You could see it in the face of Kenny Dalglish, who has, over the course of those three decades, moved from his role as the club’s driving force to its grandee. And you could see it in the emotions of Jurgen Klopp, the alchemist.

You don’t have to be a Liverpool fan to see that there is something rare and beautiful about Klopp’s energy and fun and sincerity; he’s a weird combination of genius football tactician and inspirational life coach.

It’s easy to understand why the mythology around Liverpool’s 30-year ‘wait’ drives other football fans around the twist with its implied sense of entitlement. Why should their patience and disappointments hold any more power or poignancy than their city rivals Everton or Tottenham Hostpur?

Profound effect

It’s probably because the history of achievement is so daunting –Shankly and Paisley and Dalglish and Hillsborough – that it all but demanded titles from the footballers and managers associated with the club since 1990.

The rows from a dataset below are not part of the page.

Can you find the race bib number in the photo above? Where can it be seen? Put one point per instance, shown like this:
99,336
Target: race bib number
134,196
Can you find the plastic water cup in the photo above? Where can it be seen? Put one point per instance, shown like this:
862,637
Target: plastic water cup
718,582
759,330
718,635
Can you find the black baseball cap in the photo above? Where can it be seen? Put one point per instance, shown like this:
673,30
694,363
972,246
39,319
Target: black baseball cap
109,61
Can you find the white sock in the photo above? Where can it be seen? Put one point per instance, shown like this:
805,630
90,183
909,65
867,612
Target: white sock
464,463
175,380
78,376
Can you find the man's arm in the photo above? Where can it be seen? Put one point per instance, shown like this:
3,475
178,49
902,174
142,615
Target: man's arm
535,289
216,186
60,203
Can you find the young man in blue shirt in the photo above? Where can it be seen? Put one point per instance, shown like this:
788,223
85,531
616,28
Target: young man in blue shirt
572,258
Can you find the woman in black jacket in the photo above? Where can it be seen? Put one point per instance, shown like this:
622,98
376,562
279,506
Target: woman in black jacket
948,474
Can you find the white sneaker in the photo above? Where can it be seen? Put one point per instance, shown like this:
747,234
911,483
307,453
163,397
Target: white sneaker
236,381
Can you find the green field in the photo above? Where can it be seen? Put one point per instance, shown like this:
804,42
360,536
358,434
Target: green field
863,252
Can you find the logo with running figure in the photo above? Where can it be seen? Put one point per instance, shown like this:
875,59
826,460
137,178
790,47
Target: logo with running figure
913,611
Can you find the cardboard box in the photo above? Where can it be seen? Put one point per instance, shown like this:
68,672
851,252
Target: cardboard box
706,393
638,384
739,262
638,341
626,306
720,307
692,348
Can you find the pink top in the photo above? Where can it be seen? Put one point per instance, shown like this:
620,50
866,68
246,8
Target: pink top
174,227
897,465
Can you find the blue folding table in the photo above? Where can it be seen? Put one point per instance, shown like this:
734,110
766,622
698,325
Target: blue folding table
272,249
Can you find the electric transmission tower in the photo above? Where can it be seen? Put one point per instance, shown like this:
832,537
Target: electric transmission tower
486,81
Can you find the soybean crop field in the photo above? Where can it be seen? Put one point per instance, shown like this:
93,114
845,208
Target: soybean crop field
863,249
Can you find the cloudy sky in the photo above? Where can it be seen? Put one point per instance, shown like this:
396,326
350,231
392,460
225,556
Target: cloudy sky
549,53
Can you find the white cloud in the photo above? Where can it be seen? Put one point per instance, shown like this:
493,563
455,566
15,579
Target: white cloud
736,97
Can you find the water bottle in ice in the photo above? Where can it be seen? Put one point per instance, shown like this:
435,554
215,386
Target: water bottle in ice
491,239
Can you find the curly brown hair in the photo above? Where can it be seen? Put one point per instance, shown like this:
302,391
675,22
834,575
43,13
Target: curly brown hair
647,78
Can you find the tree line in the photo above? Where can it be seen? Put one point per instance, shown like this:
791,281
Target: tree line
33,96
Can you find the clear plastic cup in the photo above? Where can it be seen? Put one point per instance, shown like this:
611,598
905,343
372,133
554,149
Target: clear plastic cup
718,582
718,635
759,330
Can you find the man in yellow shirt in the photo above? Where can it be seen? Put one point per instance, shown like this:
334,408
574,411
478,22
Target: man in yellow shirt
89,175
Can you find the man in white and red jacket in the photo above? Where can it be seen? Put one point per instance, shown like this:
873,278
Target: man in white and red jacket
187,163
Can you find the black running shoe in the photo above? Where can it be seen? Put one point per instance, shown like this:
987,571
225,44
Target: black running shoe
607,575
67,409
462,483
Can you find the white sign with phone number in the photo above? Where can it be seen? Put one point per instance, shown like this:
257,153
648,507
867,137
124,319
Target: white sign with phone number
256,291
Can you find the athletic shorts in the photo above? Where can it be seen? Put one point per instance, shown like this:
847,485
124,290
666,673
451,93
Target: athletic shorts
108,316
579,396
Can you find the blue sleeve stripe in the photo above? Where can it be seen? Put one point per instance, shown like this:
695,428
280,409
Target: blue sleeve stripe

And there is no doubt that a tragedy as awful and as scarring as Hillsborough – and the families’ three-decade wait for justice – had a profound effect on the psyche of the city and the club.

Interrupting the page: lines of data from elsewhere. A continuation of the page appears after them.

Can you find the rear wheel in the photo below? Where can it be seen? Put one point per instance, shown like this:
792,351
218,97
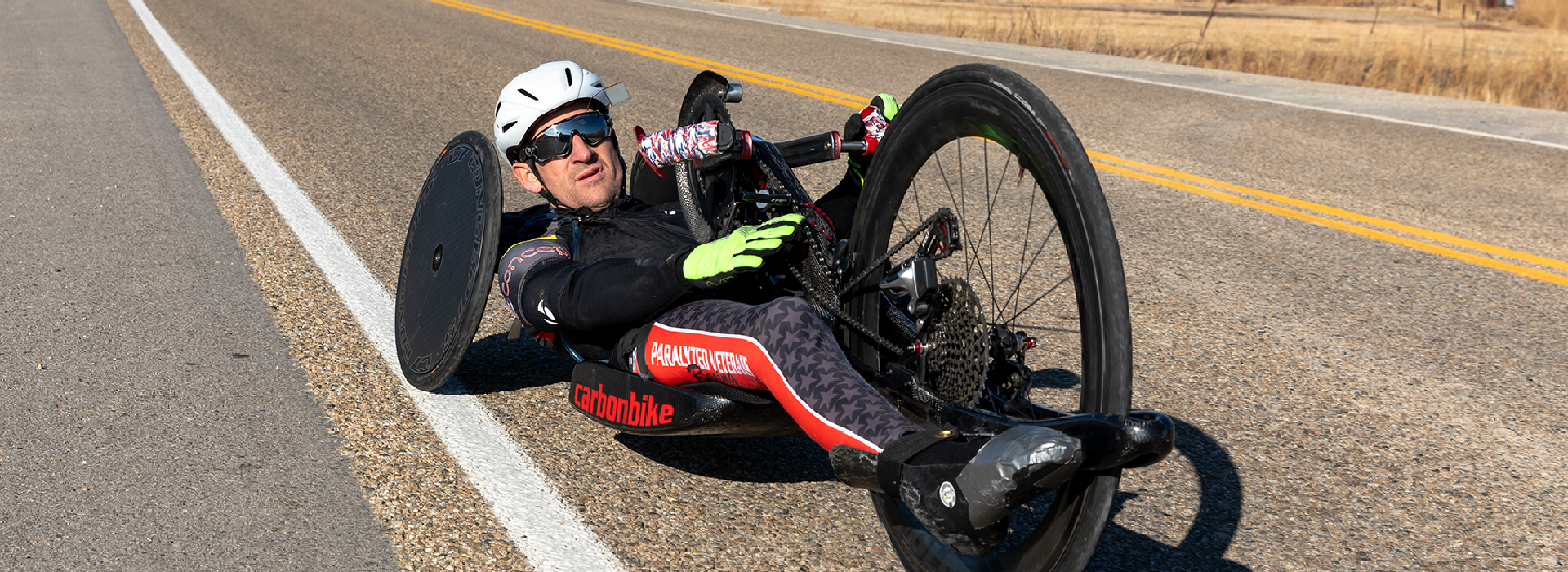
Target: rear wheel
1040,254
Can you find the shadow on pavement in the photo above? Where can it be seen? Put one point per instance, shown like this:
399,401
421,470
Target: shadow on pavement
1211,532
746,459
496,364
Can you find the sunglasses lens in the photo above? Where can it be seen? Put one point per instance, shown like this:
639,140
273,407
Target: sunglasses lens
555,141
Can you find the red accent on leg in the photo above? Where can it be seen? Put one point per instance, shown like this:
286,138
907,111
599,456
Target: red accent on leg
676,358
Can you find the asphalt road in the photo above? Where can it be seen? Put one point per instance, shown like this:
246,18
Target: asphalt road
1346,401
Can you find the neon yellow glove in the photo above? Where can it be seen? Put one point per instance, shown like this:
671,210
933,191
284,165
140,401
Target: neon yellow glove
742,251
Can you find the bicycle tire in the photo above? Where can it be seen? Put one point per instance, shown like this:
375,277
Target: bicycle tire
1005,112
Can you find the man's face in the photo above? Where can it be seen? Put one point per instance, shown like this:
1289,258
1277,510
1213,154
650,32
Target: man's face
586,177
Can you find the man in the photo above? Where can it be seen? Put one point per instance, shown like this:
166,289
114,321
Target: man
606,276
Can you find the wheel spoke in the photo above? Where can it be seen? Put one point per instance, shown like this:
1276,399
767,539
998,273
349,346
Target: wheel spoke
1039,298
1027,328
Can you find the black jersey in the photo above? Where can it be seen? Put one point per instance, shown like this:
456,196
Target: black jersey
588,278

There were a few seasons when it looked as if Liverpool was a club in danger of collapsing under the weight of its magnificent past. Just before Klopp officially took charge, he watched a game and noticed the lack of joy on the faces of the players; he saw they were inhibited by the burden of playing for a club obliged to win titles.

It took him just four years to convert all of that frustrated intensity and trapped history into a breathtaking and joyful football force, ending the wait. But immediately, his thoughts turned to the people who had toiled through those 30 seasons of disappointment.

And the sun shines now. And there is King Kenny – that remorseless winner, raising a glass of champagne and cracking a smile and at 69-years-old immediately predicting lots of good times ahead – because that’s the Liverpool way.

But for the supporters of certain generations, particularly the long-distance army to which Seán Cox belongs, this is also a weekend for looking back at who they were 30 years ago and concluding that all of it: the waiting, the foolishness, the useless seasons, the fretting, the wondering, has been worth it.

Because how often do you get to feel like a child again?